Positional Plagiocephaly (Flattened Head)
What is flat head syndrome?
Flat head syndrome means that a baby's head is flat in the back or on one side. Most often, it's from lying on the back or lying with the head to one side for long periods of time. Sometimes a baby's forehead, cheek, or ear may get pushed forward a bit on one side. The condition is also called positional plagiocephaly.
Flat head syndrome doesn't hurt your baby. And in most children it goes away on its own when the child can sit and stand. If some flattening remains, it's usually minor. Most of the time it's covered by hair as your child grows.
What causes it?
The shape of a newborn's head may be affected by how the baby was positioned in the uterus. It can also be affected by the birth process or by the baby's sleep position.
Flat head syndrome has become more common since doctors began advising that babies sleep on their back to lower the risk of sudden infant death syndrome (SIDS).
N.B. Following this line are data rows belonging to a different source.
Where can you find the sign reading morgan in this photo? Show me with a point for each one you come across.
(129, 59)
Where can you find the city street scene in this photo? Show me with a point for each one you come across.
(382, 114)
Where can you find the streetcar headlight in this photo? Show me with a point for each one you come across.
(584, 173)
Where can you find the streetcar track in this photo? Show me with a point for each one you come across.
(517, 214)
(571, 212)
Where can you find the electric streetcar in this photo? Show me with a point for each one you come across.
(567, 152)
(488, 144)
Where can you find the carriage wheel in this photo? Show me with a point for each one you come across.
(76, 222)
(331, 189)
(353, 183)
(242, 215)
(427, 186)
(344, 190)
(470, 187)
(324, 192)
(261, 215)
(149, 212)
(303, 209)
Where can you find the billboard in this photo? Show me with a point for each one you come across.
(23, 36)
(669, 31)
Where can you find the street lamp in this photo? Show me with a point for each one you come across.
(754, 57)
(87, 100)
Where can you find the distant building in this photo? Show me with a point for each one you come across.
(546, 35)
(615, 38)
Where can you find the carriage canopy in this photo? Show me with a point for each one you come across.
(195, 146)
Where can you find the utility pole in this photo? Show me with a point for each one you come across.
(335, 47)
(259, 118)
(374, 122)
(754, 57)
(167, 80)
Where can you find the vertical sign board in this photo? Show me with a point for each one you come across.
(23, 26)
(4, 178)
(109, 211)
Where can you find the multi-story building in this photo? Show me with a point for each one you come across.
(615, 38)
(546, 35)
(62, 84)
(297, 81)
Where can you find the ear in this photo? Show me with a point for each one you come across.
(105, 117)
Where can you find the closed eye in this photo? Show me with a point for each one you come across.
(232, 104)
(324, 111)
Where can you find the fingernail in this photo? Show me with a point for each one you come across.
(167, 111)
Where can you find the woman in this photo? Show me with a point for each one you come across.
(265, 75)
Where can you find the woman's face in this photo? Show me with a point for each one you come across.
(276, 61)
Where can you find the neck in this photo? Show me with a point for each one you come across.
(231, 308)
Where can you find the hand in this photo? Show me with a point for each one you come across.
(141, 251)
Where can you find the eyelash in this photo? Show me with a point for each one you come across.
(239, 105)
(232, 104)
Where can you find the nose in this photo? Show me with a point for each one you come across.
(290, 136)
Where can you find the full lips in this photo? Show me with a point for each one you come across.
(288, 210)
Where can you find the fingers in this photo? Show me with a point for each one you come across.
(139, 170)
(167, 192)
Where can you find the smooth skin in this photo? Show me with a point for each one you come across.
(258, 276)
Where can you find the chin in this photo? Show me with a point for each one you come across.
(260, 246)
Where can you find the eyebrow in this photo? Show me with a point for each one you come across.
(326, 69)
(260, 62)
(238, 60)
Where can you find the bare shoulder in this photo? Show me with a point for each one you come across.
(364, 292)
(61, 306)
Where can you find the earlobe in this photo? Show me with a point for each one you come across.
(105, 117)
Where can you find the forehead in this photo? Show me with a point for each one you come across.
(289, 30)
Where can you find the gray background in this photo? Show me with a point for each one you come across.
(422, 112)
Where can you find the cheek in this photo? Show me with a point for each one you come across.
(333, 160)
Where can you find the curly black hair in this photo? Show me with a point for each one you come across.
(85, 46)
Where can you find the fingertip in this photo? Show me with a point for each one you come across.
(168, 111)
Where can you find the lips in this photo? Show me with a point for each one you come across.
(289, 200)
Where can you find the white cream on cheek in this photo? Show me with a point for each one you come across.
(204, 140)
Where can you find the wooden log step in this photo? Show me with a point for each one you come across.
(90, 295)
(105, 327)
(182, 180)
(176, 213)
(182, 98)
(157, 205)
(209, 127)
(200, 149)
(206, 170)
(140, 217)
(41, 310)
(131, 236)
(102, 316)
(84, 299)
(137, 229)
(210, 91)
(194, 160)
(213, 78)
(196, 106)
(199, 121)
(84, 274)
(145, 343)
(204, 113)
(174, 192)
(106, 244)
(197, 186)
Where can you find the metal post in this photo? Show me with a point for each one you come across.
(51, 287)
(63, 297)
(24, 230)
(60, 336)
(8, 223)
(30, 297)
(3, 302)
Lots of time spent in cribs, car seats, carriers, or other seats may lead to a flattened head. Torticollis, or "wryneck," can also lead to a flattened head. It's a problem with your baby's neck muscles. It causes the head to turn to one side. If your baby has torticollis, your doctor may recommend neck exercises. They may help your baby turn his or her head.
How is it diagnosed?
Doctors can diagnose flat head syndrome by looking at the shape of a baby's head. The doctor will check to make sure that your baby doesn't have some other condition that affects the shape of the head.
How is flat head syndrome treated?
Your doctor may recommend physical therapy to treat flat head syndrome. This is especially true if it's caused by problems with your baby's neck muscles.
There are also things you can do to help your baby's head become rounder. Try to get your baby to turn the round side of the head toward the mattress. Try moving the crib to a new place. Or try changing the direction your baby lies in the crib.
Talk with your doctor about how to position your baby so that you don't raise your baby's risk of SIDS. Don't use sleep positioners. And always place your baby on his or her back to sleep, even if your baby has a flattened head. Just offer plenty of tummy time and cuddle time. And change your baby's head position when he or she lies down.
If your baby's head shape does not get better by around 6 months, let your doctor know.
If the flattened head is severe or other treatments haven't worked, your doctor may have you try a custom helmet. The helmet can help correct the shape of your baby's head. Surgery usually isn't done, except in rare cases.
How can you prevent it?
These tips can help prevent a flattened head.
- Provide plenty of tummy time while your baby is awake. This means letting your baby lie down on the stomach while you are watching closely. This also helps your baby build strength and motor skills.
- Provide plenty of cuddle time by holding your baby in an upright position.
- Change the direction your baby lies in the crib each night. For example, have your baby's feet point one way in the crib one night and then switch the direction the next night. Alternate each night after that. This encourages your baby to turn his or her head a different way to look at people or things in the room.
- Change the location of the crib in your baby's room. This also encourages your baby to turn his or her head in a different direction. Babies usually turn their heads away from the wall, toward the inside of a room.
- Avoid having your baby spend too much time in car seats, carriers, or similar seats. But always put your baby in a car seat when he or she is riding in a car.